The Pantone Color Matching System (PMS) is an industry standard color matching and reproduction system. By creating a standardized and cataloged set of colors, Pantone allows various manufacturers in different locations to make use of this system in order to make sure their product colors will match without having to directly contact one another. The actual Pantone guides consist of a large number of thin cardboard sheets measuring approximately 6"×2" (15cm×5cm) which are printed on one side with a series of color swatches and then bound into a small flipbook. An example "page" might contain a number of blues varying from light to dark, or from a "true" blue toward a more turquoise shade.
Applications[edit | edit source]
One of the most notable applications is the standardizing of colors in the CMYK process. In the CMYK process, color printing is achieved by using four inks: cyan, magenta, yellow, and black. This use is especially important since the majority of the world's printed material is produced using the CMYK process. There is a special subset of Pantone colors that can be reproduced using this process, and those able to be simulated through the CMYK process are specially labeled in the company's guides.

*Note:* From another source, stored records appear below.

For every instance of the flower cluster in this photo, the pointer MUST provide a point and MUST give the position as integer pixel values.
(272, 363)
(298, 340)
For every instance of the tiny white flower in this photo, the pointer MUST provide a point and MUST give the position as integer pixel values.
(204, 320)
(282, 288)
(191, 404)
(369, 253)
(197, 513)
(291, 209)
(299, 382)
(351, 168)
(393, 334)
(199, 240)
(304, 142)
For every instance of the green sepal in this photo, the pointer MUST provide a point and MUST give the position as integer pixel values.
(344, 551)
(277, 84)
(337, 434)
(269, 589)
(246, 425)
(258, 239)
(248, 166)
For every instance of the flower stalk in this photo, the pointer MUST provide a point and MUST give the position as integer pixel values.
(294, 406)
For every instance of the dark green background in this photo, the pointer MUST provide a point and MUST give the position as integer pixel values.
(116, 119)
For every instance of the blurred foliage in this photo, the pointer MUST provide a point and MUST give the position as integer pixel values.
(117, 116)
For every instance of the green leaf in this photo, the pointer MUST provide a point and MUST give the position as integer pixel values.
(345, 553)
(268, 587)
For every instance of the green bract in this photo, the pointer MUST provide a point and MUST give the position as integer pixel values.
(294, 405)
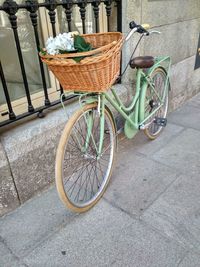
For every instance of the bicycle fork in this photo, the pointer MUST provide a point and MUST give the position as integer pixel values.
(89, 119)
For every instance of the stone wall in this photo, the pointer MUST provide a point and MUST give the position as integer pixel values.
(27, 151)
(179, 22)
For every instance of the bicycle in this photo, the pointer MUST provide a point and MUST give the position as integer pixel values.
(87, 147)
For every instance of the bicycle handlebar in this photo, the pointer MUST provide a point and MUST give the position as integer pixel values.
(142, 29)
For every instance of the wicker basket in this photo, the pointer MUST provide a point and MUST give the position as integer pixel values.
(96, 72)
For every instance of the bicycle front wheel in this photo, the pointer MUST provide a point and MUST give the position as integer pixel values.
(81, 174)
(153, 100)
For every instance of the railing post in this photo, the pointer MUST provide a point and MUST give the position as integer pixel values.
(68, 4)
(82, 5)
(32, 7)
(11, 8)
(5, 89)
(95, 5)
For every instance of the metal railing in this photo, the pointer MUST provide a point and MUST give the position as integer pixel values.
(32, 7)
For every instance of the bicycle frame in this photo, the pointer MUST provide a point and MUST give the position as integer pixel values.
(137, 104)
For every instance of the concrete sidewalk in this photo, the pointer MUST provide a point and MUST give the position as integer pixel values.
(149, 215)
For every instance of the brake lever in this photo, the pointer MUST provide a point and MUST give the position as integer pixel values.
(156, 32)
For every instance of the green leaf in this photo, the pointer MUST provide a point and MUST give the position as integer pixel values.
(43, 52)
(80, 44)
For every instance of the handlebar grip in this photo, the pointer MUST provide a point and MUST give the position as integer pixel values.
(132, 25)
(146, 26)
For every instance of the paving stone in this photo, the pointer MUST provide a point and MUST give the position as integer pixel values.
(34, 221)
(106, 237)
(187, 116)
(8, 195)
(191, 260)
(182, 153)
(176, 213)
(194, 101)
(7, 259)
(142, 144)
(137, 181)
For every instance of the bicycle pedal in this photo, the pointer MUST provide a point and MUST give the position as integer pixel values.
(160, 121)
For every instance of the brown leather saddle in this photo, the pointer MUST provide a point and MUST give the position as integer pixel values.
(142, 62)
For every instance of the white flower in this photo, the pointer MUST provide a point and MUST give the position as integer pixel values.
(63, 42)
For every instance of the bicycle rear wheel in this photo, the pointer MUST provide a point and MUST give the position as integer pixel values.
(81, 174)
(153, 100)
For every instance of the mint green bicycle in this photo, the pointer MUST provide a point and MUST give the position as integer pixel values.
(87, 147)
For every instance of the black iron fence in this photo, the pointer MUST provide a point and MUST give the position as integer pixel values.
(11, 8)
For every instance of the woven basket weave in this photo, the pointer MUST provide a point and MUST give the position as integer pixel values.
(96, 72)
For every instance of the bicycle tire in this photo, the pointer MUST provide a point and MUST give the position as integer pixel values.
(102, 169)
(159, 77)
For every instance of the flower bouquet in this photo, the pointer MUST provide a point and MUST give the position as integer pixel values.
(66, 43)
(84, 63)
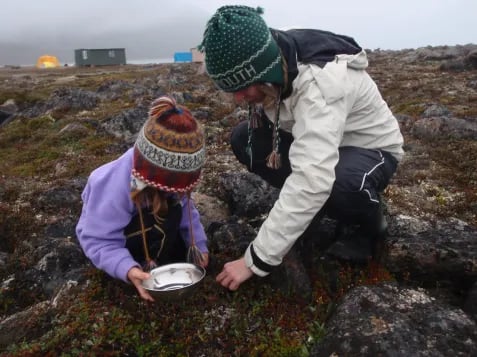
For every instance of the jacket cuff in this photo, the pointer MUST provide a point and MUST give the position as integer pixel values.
(255, 264)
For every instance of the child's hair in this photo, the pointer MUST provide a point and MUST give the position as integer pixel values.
(153, 198)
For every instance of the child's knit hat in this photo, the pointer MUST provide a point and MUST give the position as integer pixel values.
(240, 50)
(170, 149)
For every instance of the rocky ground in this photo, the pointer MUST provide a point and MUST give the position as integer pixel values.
(57, 125)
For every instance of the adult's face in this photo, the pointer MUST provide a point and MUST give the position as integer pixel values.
(251, 95)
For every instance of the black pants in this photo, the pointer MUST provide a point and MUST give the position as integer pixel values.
(361, 174)
(164, 241)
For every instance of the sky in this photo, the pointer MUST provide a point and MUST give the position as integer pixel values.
(155, 29)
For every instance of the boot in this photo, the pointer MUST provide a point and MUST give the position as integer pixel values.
(363, 243)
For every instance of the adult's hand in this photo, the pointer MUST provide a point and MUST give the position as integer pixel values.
(233, 274)
(136, 276)
(205, 260)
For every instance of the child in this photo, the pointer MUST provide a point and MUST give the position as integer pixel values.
(137, 211)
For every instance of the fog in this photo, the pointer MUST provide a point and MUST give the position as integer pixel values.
(155, 29)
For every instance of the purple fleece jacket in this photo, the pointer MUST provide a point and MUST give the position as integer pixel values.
(107, 210)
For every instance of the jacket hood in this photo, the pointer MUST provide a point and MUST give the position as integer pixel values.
(311, 46)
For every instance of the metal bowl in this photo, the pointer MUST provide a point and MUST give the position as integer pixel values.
(174, 281)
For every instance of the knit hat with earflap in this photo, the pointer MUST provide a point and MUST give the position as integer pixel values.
(169, 151)
(240, 50)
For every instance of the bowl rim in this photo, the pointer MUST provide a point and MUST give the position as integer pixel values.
(176, 265)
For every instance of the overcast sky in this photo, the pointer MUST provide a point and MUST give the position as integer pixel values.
(155, 29)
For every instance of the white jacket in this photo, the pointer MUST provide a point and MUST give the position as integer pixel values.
(330, 107)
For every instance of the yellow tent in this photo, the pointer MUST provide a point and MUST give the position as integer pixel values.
(47, 61)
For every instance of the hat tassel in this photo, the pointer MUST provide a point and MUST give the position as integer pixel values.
(150, 263)
(194, 255)
(274, 160)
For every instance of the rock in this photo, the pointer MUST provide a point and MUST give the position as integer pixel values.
(247, 194)
(388, 320)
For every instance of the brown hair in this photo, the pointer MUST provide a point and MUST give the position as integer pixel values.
(153, 198)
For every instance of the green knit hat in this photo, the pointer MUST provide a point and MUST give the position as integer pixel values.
(240, 50)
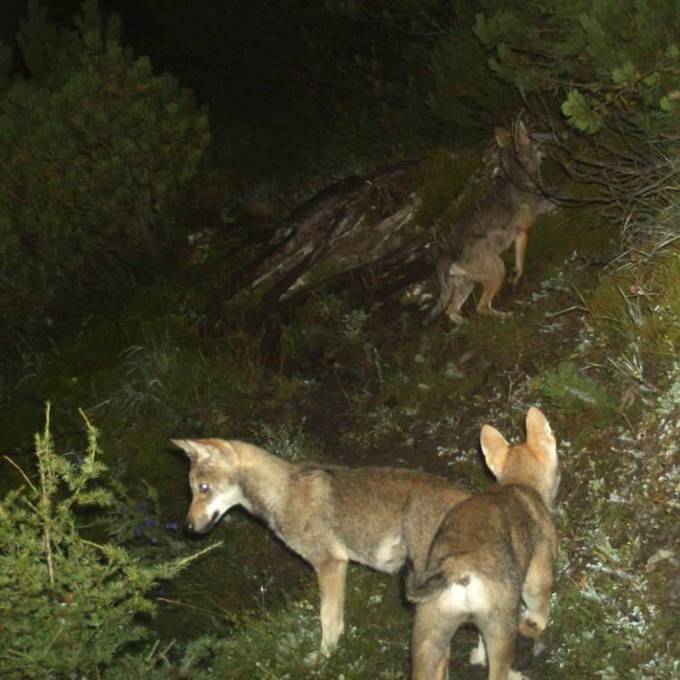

Colors in the Pantone system are referred to by their allocated number, for example, 'PMS 130'. PMS colors are almost always used in branding and have also been used in government legislation to describe the colors of flags. Scottish Parliament debated a petition in January 2003 to refer to the blue in the Scottish flag (St. Andrew's Cross) as 'PMS 300'. Canada and South Korea, as well as organizations like the Fédération Internationale de l'Automobile (FIA) have also moved to match their colors to Pantone coded colors in an effort to avoid the erroneous production of their flags/logos. Several U.S. states including Texas have passed legislation for the use of PMS colors in their flags for this same reason.
The Pantone system also allows for a variety of specialized colors to be produced including metallics and fluorescents. While the majority of the colors on the Pantone system are beyond the printed CMYK range, in 2001 Pantone began providing RGB translations of their existing colors. Pantone's latest system, "Goe," includes RGB as well as Lab values with each color. Computer screen-based colors use the red, green, blue (RGB) system to create various shades, while unlike the RGB and CMYK color models, the Lab color system is designed to approximate human vision.